CGI didn't gain entrance into the equally macho world of entertainment until the late Stanley Kubrick remembered a documentary he'd seen at the Travel and Transportation exhibit at the New York's World Fair made by Graphic Films of California, which supplied NASA and the United States Air Force. Douglas Trumbull, one of those responsible for the training film, was hired by Kubrick as one of four special effects mavens on 2001: A Space Odyssey. Trumbull (who later became a partner in the Canadian-developed IMAX system) eventually worked on the next generation of special-effects flicks such as Close Encounters of the Third Kind, The Andromeda Strain, Bladerunner and Brainstorm. By then Atari had developed the game Pong and computer graphics pioneers began to seriously swap information--the first conference devoted to the subject took place in 1973--and Lucasfilms created REYES, the prototype for Renderman, which Pixar would later use to created Disney's Toy Story, the first fully CGI feature-length film. [Ed.'s note: The first CGI short, Hunger, was made by Peter Foldes for the NFB in 1973.]

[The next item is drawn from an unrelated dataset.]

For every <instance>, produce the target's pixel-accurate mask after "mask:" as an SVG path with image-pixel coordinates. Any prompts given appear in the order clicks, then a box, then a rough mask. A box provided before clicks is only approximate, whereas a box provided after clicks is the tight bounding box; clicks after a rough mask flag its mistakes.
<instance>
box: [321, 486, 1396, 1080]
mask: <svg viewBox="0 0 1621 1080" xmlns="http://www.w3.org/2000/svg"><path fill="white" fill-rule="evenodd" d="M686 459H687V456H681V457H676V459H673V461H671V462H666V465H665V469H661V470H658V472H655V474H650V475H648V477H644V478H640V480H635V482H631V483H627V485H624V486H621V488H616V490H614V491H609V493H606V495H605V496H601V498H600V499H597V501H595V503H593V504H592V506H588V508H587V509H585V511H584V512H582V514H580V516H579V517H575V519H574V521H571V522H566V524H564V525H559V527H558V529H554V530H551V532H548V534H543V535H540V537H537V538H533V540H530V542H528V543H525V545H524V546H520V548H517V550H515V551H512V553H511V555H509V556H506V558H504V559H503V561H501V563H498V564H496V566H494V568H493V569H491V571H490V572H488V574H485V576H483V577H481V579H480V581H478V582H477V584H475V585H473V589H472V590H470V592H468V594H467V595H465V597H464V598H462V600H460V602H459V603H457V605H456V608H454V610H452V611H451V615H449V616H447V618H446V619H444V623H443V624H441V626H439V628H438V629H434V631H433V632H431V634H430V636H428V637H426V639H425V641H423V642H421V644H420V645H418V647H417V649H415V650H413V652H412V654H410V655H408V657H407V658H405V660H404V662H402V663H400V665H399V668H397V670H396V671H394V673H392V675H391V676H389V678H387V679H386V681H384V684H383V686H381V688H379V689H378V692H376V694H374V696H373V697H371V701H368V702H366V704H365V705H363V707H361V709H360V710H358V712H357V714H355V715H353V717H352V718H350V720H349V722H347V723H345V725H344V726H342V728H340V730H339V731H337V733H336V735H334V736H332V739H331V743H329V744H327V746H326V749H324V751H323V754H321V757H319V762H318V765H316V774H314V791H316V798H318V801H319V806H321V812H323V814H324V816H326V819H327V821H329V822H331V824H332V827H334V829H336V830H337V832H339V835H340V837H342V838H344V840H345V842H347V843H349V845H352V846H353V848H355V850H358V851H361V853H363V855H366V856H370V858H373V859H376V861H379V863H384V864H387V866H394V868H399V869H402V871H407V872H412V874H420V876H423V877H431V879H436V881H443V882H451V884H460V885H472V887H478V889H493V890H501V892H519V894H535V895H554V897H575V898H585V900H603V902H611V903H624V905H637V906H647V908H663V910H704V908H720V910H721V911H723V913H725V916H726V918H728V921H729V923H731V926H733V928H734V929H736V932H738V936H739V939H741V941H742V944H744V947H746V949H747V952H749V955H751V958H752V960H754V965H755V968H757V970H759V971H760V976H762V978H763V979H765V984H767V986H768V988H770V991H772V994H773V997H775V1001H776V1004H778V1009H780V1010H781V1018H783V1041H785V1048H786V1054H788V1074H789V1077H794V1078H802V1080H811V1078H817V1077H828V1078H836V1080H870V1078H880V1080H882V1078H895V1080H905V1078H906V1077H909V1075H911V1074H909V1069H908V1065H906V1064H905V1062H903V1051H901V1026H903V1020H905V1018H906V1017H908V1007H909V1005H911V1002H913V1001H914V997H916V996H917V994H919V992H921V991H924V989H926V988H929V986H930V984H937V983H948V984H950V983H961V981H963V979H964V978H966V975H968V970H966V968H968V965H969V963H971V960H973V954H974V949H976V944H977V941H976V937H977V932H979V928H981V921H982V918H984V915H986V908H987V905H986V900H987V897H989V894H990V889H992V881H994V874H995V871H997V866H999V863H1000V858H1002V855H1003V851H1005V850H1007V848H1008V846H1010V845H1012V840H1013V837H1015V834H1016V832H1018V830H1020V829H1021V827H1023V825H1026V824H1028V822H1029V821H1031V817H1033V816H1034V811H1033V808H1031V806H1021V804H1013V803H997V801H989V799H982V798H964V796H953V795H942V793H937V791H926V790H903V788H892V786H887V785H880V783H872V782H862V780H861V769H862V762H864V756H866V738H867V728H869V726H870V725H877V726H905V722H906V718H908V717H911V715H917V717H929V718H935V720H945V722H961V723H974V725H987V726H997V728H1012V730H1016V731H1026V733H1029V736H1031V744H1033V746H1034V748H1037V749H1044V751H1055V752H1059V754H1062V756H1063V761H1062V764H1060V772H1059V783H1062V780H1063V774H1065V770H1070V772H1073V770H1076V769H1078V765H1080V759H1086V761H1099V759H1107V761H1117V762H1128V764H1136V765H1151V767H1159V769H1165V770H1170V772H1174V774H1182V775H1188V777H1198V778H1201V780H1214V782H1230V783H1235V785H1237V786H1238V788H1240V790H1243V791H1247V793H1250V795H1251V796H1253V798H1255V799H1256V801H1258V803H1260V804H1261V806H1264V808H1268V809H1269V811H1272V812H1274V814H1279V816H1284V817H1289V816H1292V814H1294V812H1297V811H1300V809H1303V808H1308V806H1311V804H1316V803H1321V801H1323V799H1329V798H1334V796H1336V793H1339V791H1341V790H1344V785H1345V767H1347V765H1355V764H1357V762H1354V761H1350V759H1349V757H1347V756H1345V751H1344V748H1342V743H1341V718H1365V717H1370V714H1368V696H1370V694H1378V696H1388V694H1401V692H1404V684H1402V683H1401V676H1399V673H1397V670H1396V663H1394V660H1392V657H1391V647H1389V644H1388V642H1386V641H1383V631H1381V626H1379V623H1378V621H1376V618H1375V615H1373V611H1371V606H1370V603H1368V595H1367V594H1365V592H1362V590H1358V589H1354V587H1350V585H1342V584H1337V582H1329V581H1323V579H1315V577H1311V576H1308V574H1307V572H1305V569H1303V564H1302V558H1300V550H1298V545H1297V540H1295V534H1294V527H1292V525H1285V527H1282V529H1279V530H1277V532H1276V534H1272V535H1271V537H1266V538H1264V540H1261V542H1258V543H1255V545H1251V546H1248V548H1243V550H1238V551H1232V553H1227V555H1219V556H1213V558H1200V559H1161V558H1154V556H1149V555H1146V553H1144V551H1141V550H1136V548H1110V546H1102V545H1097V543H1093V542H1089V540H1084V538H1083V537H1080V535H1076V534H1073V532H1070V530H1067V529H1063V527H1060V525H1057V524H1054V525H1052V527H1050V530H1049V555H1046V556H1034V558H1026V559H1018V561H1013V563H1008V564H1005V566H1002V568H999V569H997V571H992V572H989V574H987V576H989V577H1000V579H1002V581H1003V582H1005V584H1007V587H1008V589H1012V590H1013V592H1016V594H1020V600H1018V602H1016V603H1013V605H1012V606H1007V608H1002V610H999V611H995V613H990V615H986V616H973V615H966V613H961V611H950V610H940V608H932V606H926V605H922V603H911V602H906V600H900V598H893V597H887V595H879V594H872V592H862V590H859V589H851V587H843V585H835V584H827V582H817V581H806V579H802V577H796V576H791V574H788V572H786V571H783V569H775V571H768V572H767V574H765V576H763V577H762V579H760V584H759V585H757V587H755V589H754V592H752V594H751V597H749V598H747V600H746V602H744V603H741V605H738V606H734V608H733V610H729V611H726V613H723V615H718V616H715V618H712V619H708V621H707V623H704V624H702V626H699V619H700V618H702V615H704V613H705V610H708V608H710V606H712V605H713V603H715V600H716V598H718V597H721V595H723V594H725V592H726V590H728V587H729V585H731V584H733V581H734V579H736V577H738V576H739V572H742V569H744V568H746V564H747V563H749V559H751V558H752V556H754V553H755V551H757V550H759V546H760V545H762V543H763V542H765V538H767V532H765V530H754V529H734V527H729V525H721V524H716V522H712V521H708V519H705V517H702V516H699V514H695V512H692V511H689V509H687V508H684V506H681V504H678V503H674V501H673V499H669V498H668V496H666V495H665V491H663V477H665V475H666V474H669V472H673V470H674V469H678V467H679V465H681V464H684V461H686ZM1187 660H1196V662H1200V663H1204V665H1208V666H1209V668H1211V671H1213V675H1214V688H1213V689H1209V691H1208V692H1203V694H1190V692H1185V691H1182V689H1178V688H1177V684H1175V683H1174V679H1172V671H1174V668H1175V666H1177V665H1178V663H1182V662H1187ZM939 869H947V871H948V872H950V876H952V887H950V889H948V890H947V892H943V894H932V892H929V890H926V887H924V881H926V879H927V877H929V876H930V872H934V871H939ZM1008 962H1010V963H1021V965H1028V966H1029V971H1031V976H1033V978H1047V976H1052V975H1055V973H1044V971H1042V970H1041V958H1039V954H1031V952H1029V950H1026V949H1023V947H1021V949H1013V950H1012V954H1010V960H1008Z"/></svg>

"Go get `em, Dennis," called out Williams from one side of the stage as Dennis Turner (animation supervisor at ILM who worked on the special effects for The Mummy) talked about the old days--by which he meant 1988--when, as an animator, "you had to have a little broader range. You were creating a whole image. You were assembling a script. You were building a model and animating it. Now there are separate modellers and animators. You can't do both." James Straus (animation director for Santa Barbara studios) showed off some remarkable morphing work done for American Werewolf in Paris and finally Spaz himself ambled across the stage to the lectern like a young Neil Young ready to plug in the amp and crank it up to 11. But even before Williams started to speak, another character had come to dominate the morning, the morphing evil clown in Spawn, the movie Turner, Straus and Williams had all worked on.

Over and over again, the clip showed the grotesque clown body contorted into a great alien monster. After a while, I found I was getting hooked on the distorted mutation. It was like staring intently at a painting where the shapes refused to sit still. But, of course, you could sense why Straus, Turner and Williams were equally hooked on Spawn. It was tapping into the other history of film, the one that's rarely mentioned on Oscar night--the history of the technology's impact on what's seen in the film work itself. Ironically, as high-tech as CGI is, it represents moviemaking's break with technology, perhaps a long overdue break. More than any other 20th century art, filmmaking reflects what Lewis Munford called "the myth of the machine."

In Hollywood, the only thing sexier than sex are the toys, cowboy guns, Flash Gordon spaceships, nose-diving bombers, cannons, rockets, lasers, pointy bras and fast cars. However, CGI is morphing the machine out of existence. CGI is turning morphing itself into a new mythology. In the techno reconstruction of history, you go directly from Chuck Jones's cartooning--where, as historian Michael Barrier notes, Wile E. Coyote "converted the camera, and through it the audience, into an active participant in the cartoon"--to 2001: A Space Odyssey. In Terminator 2, the sexiest bit came when the audience wanted to have sex with the morphing man-of-mercury who had just paused long enough in his transmutations to become a woman. After Spawn, its the mutation not the mutant that gives us the kicks.